In this contract, the government ought to be outright to think about the good and well-being of the people in their policies. Therefore, would it not have made better sense if the government had rolled out clear-cut plans to revitalise the moribund refineries and declare a state of emergence in the power sector with the palliative funds, rather than the mockery of the paltry cash gifts and the less-than-the-prison-measure of plates of rice for households? Would not making committed interventions in this sector not give the economy the right push for the leap all dream about?
While I think of the government’s consideration of cash gifting to the “poor of the poorest,” I could struggle to wrap my head around the obvious bureaucratic hurdles that many must navigate to access the palliative. I could visualise the clogs that would be imminent due to corrupt officials and agents, lengthy application processes, cumbersome documentation requirements, arbitrary eligibility criteria, etc. These would only add insult to injury. These obstacles can be overwhelming, especially for those who lack education, proper information, or resources, leading many deserving individuals to be excluded from the assistance.
I strongly think that the misguided palliatives would do more than just harm the dignity of the supposed recipients. They are likely to perpetuate the vicious cycle of poverty. By failing to address systemic issues such as education, food security, employment opportunities, and healthcare access, governments inadvertently contribute to the continuation of generational poverty. Without proper investment in long-term solutions, every effort will end up creating a cycle that benefits no one in the long run.

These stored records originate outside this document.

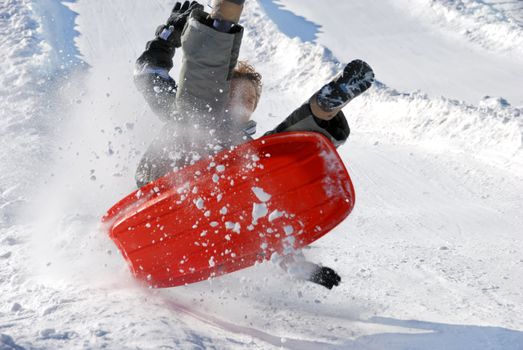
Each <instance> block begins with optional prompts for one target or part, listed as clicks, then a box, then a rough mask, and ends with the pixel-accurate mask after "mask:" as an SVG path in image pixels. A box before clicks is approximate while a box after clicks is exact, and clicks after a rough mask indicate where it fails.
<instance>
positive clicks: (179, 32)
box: [158, 1, 203, 47]
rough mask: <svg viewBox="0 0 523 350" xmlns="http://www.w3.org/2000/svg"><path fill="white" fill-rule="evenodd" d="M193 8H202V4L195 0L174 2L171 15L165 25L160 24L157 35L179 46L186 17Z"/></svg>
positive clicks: (180, 45) (188, 15)
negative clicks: (182, 1)
mask: <svg viewBox="0 0 523 350" xmlns="http://www.w3.org/2000/svg"><path fill="white" fill-rule="evenodd" d="M194 9H200V10H203V5H200V4H199V3H198V2H197V1H185V2H184V3H183V4H182V3H181V2H176V4H175V5H174V8H173V10H172V13H171V16H169V19H168V20H167V25H165V26H162V28H161V30H159V33H158V36H159V37H160V38H162V39H164V40H167V41H169V42H171V43H172V44H173V45H174V47H180V46H181V45H182V43H181V37H182V32H183V28H184V27H185V24H186V23H187V18H188V17H189V15H190V14H191V12H192V11H193V10H194Z"/></svg>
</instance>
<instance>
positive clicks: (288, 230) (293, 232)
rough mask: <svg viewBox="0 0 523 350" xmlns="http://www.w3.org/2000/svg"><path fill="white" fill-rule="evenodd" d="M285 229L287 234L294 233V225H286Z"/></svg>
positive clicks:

It is imperative, therefore, for governments to realise that true support extends beyond monetary assistance and the piecemeal of rice, like the case of Kwara. Meaningful change requires a multi-faceted approach that involves structural reforms, investment in education and skills development, and the creation of sustainable job opportunities. Governments should prioritise policies that empower individuals and communities, fostering a sense of self-worth and dignity that extends far beyond the reach of short-term palliative measures.
While the intention behind government palliatives is often rooted in goodwill, the road to hell is paved with good intentions. Ill-conceived and inadequately implemented palliatives, thus, can easily become an insult to the poor citizens they are meant to help, perpetuating cycles of dependency and undermining individual dignity. It is high time for governments to shift their focus from short-term relief to long-term empowerment, ensuring that every citizen is treated with the respect and fairness they deserve. Also, the Federal Government should work at giving the vital aspects of the economy an urgent and deserving attention. Doing so would relieve the poor to really breathe again.